A última sequência do passe consiste na dispersão da energia por todo o corpo perispiritual de modo a que esta não fique concentrada nos centros vitais, o que poderia causar algum desconforto ao assistido. O passista deve então efetuar movimentos idênticos aos utilizados no início do passe – conduzindo ambas as mãos ao longo do corpo do assistido de cima para baixo. Os movimentos devem ser suaves. Caso contrário, em vez de se contribuir para o espalhar da energia estar-se-ia a removê-la do assistido.

Por fim, alertar a pessoa quando o passe termina, por exemplo, tocando-lhe no ombro e eventualmente dizendo-lhe: “muita paz”. Notar ainda, a título de exemplo, que a mobilização de energia junto do cardíaco em pessoas de alguma idade pode não ser muito benéfica, pelo que se deve evitar a retenção das mãos sobre essa zona.

Relativamente ao trabalhador da casa espírita, não há necessidade deste receber passe no final dos respetivos trabalhos uma vez que à medida que aplica o passe, este vai sendo automaticamente fortalecido de fluidos salutares transmitidos pelas equipas espirituais que o assistem.

Note-se também que se o passista estiver em condições físicas e espirituais sadias e o trabalho for devidamente orientado, mesmo que o passista sinta algum cansaço físico, isso não corresponde a desgaste fluídico.

É ainda de salientar que se devem evitar os passes em domicílio para não favorecer o comodismo do assistido. No entanto, em casos de doença grave ou impossibilidade total do assistido em se dirigir à casa espírita, sim, o passe deve ser ministrado no seu lar, e, se possível, por uma pequena equipa, enquanto perdurar o impedimento. Sendo o passe um ato de amor, este não deve ser negado ou evitado quando se identifique a possibilidade de alívio na sua ação.
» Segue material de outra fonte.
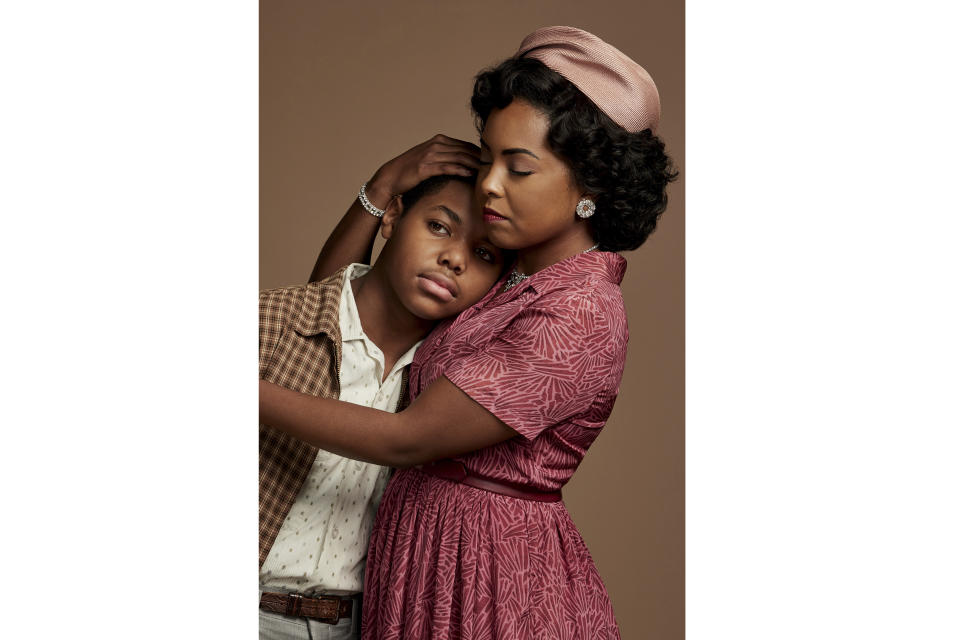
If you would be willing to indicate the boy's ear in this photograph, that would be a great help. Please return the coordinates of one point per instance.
(393, 212)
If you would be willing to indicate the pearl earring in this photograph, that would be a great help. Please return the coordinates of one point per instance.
(585, 208)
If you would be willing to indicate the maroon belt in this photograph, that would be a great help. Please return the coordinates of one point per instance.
(324, 608)
(456, 471)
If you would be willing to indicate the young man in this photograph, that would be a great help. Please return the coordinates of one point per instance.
(351, 336)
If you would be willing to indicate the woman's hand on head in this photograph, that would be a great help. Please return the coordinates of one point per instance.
(440, 155)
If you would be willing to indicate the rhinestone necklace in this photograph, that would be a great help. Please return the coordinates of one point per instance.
(515, 277)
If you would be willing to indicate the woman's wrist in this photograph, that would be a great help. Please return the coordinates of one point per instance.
(378, 192)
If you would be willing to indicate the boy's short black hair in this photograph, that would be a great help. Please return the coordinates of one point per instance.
(627, 173)
(432, 185)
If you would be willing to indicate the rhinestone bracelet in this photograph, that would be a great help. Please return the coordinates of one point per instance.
(369, 206)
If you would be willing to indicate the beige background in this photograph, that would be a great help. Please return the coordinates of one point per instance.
(346, 86)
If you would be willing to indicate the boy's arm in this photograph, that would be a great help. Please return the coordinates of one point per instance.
(352, 239)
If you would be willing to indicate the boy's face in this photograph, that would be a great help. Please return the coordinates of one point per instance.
(438, 259)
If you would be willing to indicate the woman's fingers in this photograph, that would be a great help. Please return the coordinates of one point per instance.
(456, 157)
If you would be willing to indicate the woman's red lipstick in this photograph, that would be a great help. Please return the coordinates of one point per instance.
(490, 215)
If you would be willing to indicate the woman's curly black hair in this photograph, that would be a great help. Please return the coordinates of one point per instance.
(627, 173)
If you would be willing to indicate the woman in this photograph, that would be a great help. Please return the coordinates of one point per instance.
(481, 546)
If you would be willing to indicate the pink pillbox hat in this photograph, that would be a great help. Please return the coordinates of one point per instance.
(622, 89)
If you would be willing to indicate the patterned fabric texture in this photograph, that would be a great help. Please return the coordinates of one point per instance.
(300, 349)
(451, 561)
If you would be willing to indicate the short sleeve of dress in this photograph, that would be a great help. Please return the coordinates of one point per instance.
(549, 365)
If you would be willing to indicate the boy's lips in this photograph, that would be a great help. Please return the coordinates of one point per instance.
(439, 285)
(491, 215)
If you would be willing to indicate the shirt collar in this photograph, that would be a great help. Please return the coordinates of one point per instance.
(351, 328)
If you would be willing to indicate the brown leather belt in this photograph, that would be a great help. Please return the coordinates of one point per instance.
(324, 608)
(456, 471)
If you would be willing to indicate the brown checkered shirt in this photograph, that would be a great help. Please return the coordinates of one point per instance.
(300, 349)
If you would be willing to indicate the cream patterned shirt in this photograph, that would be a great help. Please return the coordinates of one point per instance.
(321, 547)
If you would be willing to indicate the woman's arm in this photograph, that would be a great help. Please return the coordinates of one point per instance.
(441, 422)
(352, 239)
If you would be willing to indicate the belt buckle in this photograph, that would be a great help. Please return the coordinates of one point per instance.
(335, 618)
(294, 604)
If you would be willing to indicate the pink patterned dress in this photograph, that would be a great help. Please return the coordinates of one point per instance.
(451, 561)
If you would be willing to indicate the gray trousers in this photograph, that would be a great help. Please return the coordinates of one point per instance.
(276, 626)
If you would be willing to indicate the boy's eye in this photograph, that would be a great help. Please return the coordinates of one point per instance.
(437, 227)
Face aos descrito relativamente à mobilização do magnetismo humano e espiritual percebem-se as diferenças entre o passe na Casa Espírita e outros eventualmente ministrados noutros contextos, nomeadamente se houver algum interesse material (pagamento) pela sua execução, ou ainda se não houver uma boa envolvente espiritual (uma equipa).

Porém, o passe é um ato de ajuda e não se destina somente a quem compreende o espiritismo, ou se interessa pelo seu conhecimento. Este deve ser dirigido pela intenção e fé na ajuda a prestar. “A cada um segundo as suas obras”, pelo que independentemente da crença ou compreensão do que é transcendente à pessoa, Deus sempre assiste, pois, “…muito embora uma pessoa desejosa de fazer o bem não acredite em Deus, Deus acredita nela”.

 

Referências

[1] Recuperado de http://www.it.uc.pt/ps/pspub/es97cp01.pdf.

[2] HIPÓCRITES, apud, De’Carli, 1998, p. 55.

[3] Recuperado de https://pt.wikipedia.org/wiki/Magnetismo_animal#cite_ref-37.

[4] Recuperado de http://www.camilleflammarion.org.br/passe_espirita.htm.

[5] VIEIRA, W., pelo Espírito André Luiz, Conduta Espírita, FEB, 1960.